The declared objectives of the Lisbon Strategy are nothing if not multi-facetted. Yes, the Strategy includes such aims as “providing greater incentives for people to take up work” but it also seeks to intensify competition in the domestic market on the basis of strict neo-liberal concepts. On the other hand, more women are to be encouraged to work through the introduction of better child care provisions – here we can see that those who came up with the Strategy were envisaging mainly State intervention. The obligatory consideration of environmental issues also gives the Strategy a wide-ranging approach, with particular emphasis on implementing the Kyoto Protocol. However, time will tell which of these aims will be given particular importance.

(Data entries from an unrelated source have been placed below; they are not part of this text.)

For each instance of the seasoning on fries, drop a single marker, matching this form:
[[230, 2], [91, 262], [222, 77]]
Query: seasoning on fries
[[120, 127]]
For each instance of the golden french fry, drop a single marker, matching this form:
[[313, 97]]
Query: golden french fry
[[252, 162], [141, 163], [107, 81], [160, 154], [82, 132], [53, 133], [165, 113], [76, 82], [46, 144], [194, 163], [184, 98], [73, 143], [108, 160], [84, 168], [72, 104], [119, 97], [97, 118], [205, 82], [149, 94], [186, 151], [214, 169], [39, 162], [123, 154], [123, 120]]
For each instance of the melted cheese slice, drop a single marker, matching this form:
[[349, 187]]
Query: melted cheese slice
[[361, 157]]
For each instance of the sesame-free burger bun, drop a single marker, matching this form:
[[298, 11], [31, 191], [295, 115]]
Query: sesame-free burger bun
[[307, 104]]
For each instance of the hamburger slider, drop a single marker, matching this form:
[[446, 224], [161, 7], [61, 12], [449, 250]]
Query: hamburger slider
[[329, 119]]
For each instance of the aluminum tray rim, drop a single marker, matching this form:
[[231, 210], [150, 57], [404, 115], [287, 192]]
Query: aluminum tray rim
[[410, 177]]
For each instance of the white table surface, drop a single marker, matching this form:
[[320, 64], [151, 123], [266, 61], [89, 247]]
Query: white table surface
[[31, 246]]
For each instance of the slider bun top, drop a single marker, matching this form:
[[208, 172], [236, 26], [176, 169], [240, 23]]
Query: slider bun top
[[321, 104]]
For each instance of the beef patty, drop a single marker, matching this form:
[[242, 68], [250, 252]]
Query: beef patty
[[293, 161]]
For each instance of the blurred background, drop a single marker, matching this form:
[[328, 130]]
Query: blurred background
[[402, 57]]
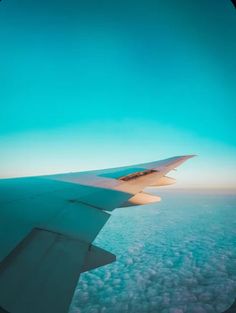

Since 2001, the British Centre for European Reform (CER) has been documenting the measures that have been implemented as part of the Lisbon Strategy. Its findings on economic policy show that activities in this area have been very varied. As expected, there has been a policy of tax reductions. Belgium, Denmark and Ireland have all reduced the tax burden on the comparatively labour-intensive small and medium-sized businesses, and Estonia has abolished taxes on reinvested profits. Neo-liberal elements can also be found in Austria, among others, where the financial costs for business start-up have been reduced. This said, business lessons have been made a part of the curriculum in Belgian, Greek, Polish and Lithuanian schools. Before 2000 it was only possible to take such lessons in the “left-wing” northern countries. The far-reaching discontinuation of subsidies also forms part of the measures. According to neo-liberal theory, subsidies, with a few exceptions, should not be encouraged. The Lisbon Strategy is against providing direct help for certain sectors where competition is especially distorted. Grants for research and development and support measures for small and medium-sized enterprises, on the other hand, are most definitely allowed.

Overexaggerated Fears

The examples given here show that the Strategy’s general statements of intent are actually being put into practice. The partial retreat of the State from certain economic areas plays an important role in those reforms, but fears of an Americanisation of Europe’s economy have so far proved unfounded. The Lisbon Strategy contains a wide range of proposals, which cannot exactly be described as blindingly original concepts, but which also do not restrict themselves to giving the (economically) strong more rights. The fact that Blair and Schröder are behind this approach is shown in the letter that they drew up together with France’s conservative President, Jacques Chirac. In it, they emphasise the need to modernise the welfare system by reducing costs but, at the same time, they point out the need to increase research funds by not only private means. They also call for more effective funding by the State to play a role in the support of new ideas.

The Lisbon Strategy can be criticised in many respects. For example, the CER says that the manner in which the project has been implemented is not as consistent and far-reaching as it should be, and the Lithuanian Free Market Institute has established contradictions in the content of the Strategy. However, the Strategy represents a serious attempt to solve the problems of our economic and welfare systems with wide-ranging measures, and in no way is it solely based on neo-liberal economic theories.